The function of most of these items is quite within the realms of reasonable demands: to help your grades at school, calm a jealous boyfriend or help you meet your debt payments. Though these are far from the biggest problems people face here. The current state of affairs in Mexico spell hard times, at least for those on the lower rungs of society. The economy has shrunk by 7% in the past year, and poverty rose for the first time since the mid nineties. Tourism crumbled after the H1N1 virus (which is now known to have originated north of the border) was renamed the Mexican swine flu, and the drug wars claimed yet more lives.

Supernatural powders to rid you of jealousy, begin a friendship or help you with your studies.

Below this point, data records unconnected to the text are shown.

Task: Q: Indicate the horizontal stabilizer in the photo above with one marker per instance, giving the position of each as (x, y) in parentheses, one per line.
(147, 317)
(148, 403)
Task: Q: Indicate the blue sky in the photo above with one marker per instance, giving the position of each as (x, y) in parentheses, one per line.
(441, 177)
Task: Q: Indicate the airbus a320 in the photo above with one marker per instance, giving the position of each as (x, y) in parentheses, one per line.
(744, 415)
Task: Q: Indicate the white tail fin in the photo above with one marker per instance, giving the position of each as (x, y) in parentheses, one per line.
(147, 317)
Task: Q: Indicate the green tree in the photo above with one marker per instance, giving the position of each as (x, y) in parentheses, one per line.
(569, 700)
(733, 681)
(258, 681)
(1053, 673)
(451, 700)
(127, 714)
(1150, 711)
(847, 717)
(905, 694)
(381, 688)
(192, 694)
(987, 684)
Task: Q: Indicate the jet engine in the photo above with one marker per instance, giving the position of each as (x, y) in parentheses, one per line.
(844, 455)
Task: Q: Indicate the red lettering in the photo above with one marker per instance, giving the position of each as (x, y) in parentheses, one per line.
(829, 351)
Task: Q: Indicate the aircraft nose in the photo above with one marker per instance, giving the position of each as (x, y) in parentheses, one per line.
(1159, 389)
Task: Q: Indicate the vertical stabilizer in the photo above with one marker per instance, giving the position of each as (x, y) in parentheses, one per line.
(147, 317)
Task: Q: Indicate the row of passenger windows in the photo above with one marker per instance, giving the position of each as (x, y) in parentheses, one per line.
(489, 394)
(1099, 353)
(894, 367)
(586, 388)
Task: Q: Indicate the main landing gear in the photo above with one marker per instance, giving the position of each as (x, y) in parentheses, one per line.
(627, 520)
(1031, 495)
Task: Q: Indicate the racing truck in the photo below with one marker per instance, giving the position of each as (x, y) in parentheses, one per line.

As such, it isn't too much to ask for a little help and many do. So nearing the eve of our return to Australia, we thought we would do the same. The preparation and use of the herbs are somewhat beyond both our needs and the facilities in our Mexico City B&B, so we opted for the soap as advised. In their little boxes adorned with promises of more secret herbs and spices than you can poke a Colonel at, they looked quite promising.

Unfortunately, we had to put them outside our room after taking the photos of the unwrapped specimens as they seemed to be inspiring some fairly serious headaches. Only minutes later as the pain started to leave and the clouds parted, I could barely believe it. I was getting luckier already.